This reminds me of a device I remember seeing when I was a child growing up in farm country. Roughly, a local farmer had welded some sections of metal beams together and a wedge was welded to the top beam. He then simply put a floor jack on the bottom of the frame and pumped the floor jack. Slowly and inevitably, the toughest chunks always split.

Don't get too detailed in your questions on this device; I was probably eight or so when I saw it. Still, I remember thinking that it was pretty clever at the time.



			
				KevinM said:
			
		

> I am splitting delivered wood so only small rounds, and once or twice split already.  We only burn on the weekends so we don't go through too much wood.  I have only found one log that wouldn't split, but it has multiple knots in it.
> ...
> 
> Kevin.


----------



## johnnywarm (Mar 17, 2008)

Hello everybody.


Has anybody tried the Air splitter??


JW


----------



## KevinM (May 7, 2008)

Well the burning season is over unless we get a cold snap.

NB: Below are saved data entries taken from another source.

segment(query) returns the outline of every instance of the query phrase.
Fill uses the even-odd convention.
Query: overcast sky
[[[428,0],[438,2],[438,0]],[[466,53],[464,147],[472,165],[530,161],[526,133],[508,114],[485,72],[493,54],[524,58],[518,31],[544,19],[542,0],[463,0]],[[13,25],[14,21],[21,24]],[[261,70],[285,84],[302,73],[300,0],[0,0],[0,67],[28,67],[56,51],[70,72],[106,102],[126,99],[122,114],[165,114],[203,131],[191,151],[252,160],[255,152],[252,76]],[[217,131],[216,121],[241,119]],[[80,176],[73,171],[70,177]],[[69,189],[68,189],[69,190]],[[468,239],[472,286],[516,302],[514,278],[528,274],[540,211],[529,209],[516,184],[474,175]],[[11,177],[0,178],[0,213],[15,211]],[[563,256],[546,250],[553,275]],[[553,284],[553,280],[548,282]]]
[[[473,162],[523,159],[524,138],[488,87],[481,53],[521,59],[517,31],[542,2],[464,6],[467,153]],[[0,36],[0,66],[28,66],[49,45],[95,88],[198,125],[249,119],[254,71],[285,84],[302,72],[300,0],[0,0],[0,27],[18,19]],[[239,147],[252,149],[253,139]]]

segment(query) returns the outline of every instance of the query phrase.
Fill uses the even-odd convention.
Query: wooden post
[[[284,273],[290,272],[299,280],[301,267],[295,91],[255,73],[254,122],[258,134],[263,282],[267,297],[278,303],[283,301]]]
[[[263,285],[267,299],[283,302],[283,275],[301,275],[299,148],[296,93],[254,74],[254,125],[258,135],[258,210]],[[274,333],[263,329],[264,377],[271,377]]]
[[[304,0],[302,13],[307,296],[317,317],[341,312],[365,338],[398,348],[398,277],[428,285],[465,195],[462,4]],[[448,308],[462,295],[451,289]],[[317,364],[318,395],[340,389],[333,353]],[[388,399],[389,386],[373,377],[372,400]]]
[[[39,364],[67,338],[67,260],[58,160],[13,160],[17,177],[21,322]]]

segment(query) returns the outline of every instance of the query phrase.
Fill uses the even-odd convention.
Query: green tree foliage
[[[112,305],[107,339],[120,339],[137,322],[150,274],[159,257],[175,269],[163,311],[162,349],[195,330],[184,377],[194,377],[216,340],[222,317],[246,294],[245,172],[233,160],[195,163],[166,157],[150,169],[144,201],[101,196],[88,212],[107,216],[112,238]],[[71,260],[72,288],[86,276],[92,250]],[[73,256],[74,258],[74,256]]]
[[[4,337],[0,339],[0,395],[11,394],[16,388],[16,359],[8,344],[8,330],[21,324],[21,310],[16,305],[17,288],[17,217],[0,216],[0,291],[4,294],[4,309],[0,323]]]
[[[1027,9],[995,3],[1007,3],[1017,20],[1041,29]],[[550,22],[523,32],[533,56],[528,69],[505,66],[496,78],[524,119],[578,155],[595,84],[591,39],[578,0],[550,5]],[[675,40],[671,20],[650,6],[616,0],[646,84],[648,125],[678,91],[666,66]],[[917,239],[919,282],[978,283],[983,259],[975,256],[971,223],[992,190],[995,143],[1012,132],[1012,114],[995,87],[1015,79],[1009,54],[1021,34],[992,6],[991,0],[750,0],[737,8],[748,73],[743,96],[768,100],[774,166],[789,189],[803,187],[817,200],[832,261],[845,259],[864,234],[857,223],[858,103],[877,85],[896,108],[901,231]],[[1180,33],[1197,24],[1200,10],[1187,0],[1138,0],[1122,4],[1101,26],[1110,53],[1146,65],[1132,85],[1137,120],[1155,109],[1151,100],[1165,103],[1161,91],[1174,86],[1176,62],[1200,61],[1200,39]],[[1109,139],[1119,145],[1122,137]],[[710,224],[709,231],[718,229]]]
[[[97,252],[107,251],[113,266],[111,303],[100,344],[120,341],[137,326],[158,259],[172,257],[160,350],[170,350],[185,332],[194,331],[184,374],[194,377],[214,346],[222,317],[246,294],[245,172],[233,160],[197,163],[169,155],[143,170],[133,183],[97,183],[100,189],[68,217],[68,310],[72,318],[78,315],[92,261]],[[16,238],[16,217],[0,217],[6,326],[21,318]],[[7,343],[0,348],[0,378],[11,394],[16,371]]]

I was moving the leftover CSD wood and splitting some of the pieces last weekend.  Putting the splitter on the upper section of the deck made it easier to pick up the wood since I could step down one step rather than needing to bend all the way over.

The bad news is that the removable leg broke.  I don't know if it was from the bottom piece flexing or from rocking side to side while splitting.  It came with a four year Canadian Tire warranty so I brought it in and got a new one, no questions asked.  Below are pictures showing the weld area and how the legs look bent up.

Will see how the new unit holds up compared to the first.

Kevin.


----------